We continue to cultivate a workplace where employees can work effectively across different backgrounds, perspectives, and regions. Our focus remains on building the skills and awareness needed to collaborate effectively in a global environment and communicate inclusively across differences.

Our commitment remains to invest in partnerships that align with our corporate values and advance our mission of building multidimensional teams reflective of the global population we support.

Community Involvement

We continue to give back to the communities where we live and work, and believe that this commitment aids our efforts to attract and retain exceptional employees. We partner with a variety of STEM and inclusion-focused programs to promote technology education for all. Beyond contributions of cash, we encourage employee volunteerism at all our locations.

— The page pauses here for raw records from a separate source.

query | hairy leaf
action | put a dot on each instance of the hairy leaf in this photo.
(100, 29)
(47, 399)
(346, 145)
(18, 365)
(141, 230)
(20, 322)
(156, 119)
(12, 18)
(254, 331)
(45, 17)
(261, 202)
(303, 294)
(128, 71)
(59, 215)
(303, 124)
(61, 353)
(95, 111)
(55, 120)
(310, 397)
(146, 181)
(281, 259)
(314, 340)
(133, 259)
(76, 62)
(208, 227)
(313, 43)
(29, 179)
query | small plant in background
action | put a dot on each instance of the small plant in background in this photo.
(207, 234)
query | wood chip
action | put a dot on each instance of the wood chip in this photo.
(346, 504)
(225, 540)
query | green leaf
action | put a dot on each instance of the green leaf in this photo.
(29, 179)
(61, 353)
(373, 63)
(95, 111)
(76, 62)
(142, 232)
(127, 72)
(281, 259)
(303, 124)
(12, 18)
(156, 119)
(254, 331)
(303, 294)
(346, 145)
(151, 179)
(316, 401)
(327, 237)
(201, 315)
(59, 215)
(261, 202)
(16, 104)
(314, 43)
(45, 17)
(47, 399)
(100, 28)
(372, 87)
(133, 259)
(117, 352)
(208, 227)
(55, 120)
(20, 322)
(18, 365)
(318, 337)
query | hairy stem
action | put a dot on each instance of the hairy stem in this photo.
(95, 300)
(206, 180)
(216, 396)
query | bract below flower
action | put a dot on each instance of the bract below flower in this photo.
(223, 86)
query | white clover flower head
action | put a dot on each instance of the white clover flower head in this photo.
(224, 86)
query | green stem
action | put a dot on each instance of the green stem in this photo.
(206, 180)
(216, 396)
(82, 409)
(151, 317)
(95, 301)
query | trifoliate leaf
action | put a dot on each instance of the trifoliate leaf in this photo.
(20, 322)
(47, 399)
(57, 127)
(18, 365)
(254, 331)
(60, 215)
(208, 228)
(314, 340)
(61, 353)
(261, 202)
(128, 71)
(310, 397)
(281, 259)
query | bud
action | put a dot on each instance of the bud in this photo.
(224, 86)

In 2025, we executed our largest global give back campaign to date, Rapid7 Gives Back, engaging offices around the world in volunteer projects grounded in the needs of the communities where our employees live. Efforts ranged from community cleanup, support for organizations caring for the unhoused, food bank support, assistance for the elderly, neurodiversity education, and cyber upskilling initiatives.

8

Table of Contents

During this time we have successfully launched funded research projects to train the next generation of threat hunters, and launched countless initiatives helping develop and nurture talent from a wide array of backgrounds.

Corporate Information

Our principal executive offices are located at 120 Causeway Street, Boston, Massachusetts. Our telephone number is +1 617-247-1717. Our website address is www.rapid7.com.

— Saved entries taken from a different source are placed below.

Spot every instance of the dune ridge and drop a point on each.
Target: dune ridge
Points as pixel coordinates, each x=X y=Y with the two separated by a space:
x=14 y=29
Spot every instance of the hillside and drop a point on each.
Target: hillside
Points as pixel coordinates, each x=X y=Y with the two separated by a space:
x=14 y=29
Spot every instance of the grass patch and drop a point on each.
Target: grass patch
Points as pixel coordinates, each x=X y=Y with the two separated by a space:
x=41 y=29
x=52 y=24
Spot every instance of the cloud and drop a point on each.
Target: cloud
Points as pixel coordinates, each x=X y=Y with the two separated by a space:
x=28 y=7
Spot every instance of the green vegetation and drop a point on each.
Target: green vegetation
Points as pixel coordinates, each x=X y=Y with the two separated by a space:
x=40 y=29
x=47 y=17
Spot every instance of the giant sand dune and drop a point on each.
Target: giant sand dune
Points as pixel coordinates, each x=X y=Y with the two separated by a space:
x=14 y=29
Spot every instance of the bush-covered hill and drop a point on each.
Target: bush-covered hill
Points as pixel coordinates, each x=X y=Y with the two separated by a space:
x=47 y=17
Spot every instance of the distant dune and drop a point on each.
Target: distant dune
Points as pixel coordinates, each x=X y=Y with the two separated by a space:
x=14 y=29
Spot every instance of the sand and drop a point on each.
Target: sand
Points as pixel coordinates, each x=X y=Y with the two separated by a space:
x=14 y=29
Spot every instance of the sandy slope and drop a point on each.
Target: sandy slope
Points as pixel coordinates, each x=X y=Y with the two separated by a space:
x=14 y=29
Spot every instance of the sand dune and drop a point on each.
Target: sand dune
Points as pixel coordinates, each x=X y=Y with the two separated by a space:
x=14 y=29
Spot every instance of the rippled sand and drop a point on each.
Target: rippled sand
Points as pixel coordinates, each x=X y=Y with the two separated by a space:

“Rapid7,” the Rapid7 logo, and other trademarks or service marks of Rapid7, Inc. appearing in this Annual Report on Form 10-K are the property of Rapid7, Inc. This Annual Report on Form 10-K contains additional trade names, trademarks and service marks of others, which are the property of their respective owners. Solely for convenience, trademarks and trade names referred to in this Annual Report on Form 10-K may appear without the ® or TM symbols. The information contained on our website or information that may be accessed through links on our website is not incorporated by reference into this Annual Report on Form 10-K. Our website address is included in this Annual Report on Form 10-K solely as an inactive textual reference.

Available Information

Our Annual Report on Form 10-K, Quarterly Reports on Form 10-Q, Current Reports on Form 8-K and amendments to these reports filed pursuant to Sections 13(a) and 15(d) of the Securities Exchange Act of 1934, as amended, are made available free of charge on or through our website at investors.rapid7.com as soon as reasonably practicable after such reports are filed with, or furnished to, the SEC.